Pouco antes de ir à delegacia, Oruam publicou um vídeo nas redes sociais antecipando que se entregaria. “Só pedir desculpa, mesmo. Eu errei. Desculpa aí todo mundo, (vou) provar para vocês que não sou bandido”, declarou. “Vou dar a volta por cima e depois vou vencer através da música.”
Ele se apresentou à polícia acompanhado da mãe e da namorada.
O que motivou a prisão
Na segunda-feira, Oruam divulgou nas redes sociais um cerco policial em sua casa no bairro do Joá, zona oeste do Rio de Janeiro, que resultou em confronto com agentes da Delegacia de Repressão a Entorpecentes.

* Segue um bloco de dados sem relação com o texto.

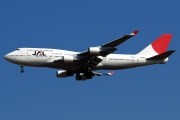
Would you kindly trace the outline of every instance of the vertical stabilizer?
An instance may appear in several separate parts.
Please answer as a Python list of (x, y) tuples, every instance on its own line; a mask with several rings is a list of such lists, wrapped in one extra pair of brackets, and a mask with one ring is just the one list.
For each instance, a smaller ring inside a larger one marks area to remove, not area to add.
[(153, 43), (151, 43), (145, 49), (139, 52), (138, 55), (159, 55), (166, 52), (171, 38), (172, 34), (163, 34)]

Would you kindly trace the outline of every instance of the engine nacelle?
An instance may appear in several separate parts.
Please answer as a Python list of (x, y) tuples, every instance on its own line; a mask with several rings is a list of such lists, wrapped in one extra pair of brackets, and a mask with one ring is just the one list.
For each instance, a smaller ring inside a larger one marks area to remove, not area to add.
[(56, 72), (56, 76), (58, 78), (66, 78), (69, 76), (73, 76), (73, 73), (67, 72), (66, 70), (59, 70)]
[(90, 47), (88, 51), (90, 55), (100, 55), (102, 50), (99, 47)]
[(76, 75), (76, 80), (87, 80), (92, 79), (92, 75), (86, 75), (85, 73), (80, 73), (79, 75)]
[(63, 56), (64, 63), (73, 63), (74, 57), (73, 56)]

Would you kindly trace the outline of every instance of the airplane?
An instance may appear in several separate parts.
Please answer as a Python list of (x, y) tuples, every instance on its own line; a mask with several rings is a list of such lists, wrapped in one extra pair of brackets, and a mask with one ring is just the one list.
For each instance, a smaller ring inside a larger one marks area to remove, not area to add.
[(88, 80), (94, 76), (111, 76), (114, 72), (99, 73), (97, 70), (121, 70), (152, 64), (164, 64), (175, 50), (166, 51), (172, 34), (163, 34), (137, 54), (113, 54), (117, 46), (135, 36), (138, 30), (101, 46), (89, 47), (84, 52), (49, 48), (17, 48), (4, 58), (21, 67), (48, 67), (62, 69), (58, 78), (76, 75), (76, 80)]

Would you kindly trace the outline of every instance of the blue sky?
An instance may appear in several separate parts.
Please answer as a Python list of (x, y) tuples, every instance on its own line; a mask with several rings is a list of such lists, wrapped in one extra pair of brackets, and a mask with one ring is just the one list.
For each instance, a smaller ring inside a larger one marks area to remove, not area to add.
[[(1, 120), (179, 120), (178, 0), (0, 1)], [(84, 51), (134, 30), (115, 53), (135, 54), (163, 33), (177, 50), (165, 65), (117, 70), (78, 82), (56, 69), (20, 67), (4, 60), (18, 47)]]

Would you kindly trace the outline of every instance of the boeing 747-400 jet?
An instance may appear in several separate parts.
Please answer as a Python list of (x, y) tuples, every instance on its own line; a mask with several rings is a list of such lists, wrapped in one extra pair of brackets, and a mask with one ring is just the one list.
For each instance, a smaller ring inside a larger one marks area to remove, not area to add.
[(118, 38), (97, 47), (89, 47), (84, 52), (73, 52), (47, 48), (18, 48), (4, 58), (21, 66), (48, 67), (62, 69), (57, 71), (57, 77), (66, 78), (76, 75), (76, 80), (92, 79), (93, 76), (112, 75), (99, 73), (97, 70), (119, 70), (152, 64), (164, 64), (175, 51), (166, 51), (172, 34), (163, 34), (137, 54), (112, 54), (116, 46), (135, 36), (138, 31)]

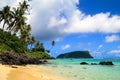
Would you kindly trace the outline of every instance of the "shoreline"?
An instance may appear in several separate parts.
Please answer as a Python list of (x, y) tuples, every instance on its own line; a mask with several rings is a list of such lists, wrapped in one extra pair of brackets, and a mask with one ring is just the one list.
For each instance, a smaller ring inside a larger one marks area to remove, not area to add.
[(0, 64), (0, 69), (1, 80), (66, 80), (64, 77), (41, 65), (12, 68), (9, 65)]

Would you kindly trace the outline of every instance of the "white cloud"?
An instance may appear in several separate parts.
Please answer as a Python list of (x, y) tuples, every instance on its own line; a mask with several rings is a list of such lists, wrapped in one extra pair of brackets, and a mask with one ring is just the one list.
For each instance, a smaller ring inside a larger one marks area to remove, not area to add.
[(120, 46), (118, 46), (118, 48), (120, 48)]
[(67, 33), (117, 33), (120, 32), (120, 16), (110, 17), (110, 13), (99, 13), (91, 16), (75, 10), (64, 31)]
[(108, 52), (108, 54), (120, 57), (120, 50), (111, 50)]
[(120, 41), (120, 36), (118, 36), (118, 35), (106, 36), (105, 41), (106, 42)]
[[(0, 7), (16, 5), (21, 0), (0, 0)], [(31, 0), (28, 23), (32, 35), (40, 40), (53, 40), (72, 33), (118, 33), (120, 16), (98, 13), (84, 14), (76, 6), (79, 0)]]
[(98, 46), (98, 50), (99, 50), (99, 49), (101, 49), (102, 47), (103, 47), (103, 45), (102, 45), (102, 44), (101, 44), (101, 45), (99, 45), (99, 46)]
[(61, 48), (63, 49), (63, 50), (66, 50), (66, 49), (68, 49), (68, 48), (70, 48), (71, 46), (69, 45), (69, 44), (66, 44), (66, 45), (64, 45), (64, 46), (62, 46)]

Segundo a polícia, agentes se dirigiram à residência do cantor após receberem informações sobre a presença de um adolescente que trabalharia como segurança de Edgar Alves de Andrade, o Doca, uma das lideranças do Comando Vermelho no Rio.
Oruam transmitiu ao vivo o momento em que os policiais chegaram à casa. Por volta das 23h, o rapper publicou mensagens com pedidos de ajuda. “Quem estiver de moto brota no Joá. Me ajuda. Eles estão na minha porta desde 11 da noite.”
Durante a operação policial, o rapper filmou o momento em que ele e outras sete pessoas arremessavam pedras contra os agentes. Após o confronto, Oruam deixou o local e se dirigiu ao complexo da Penha, na zona norte.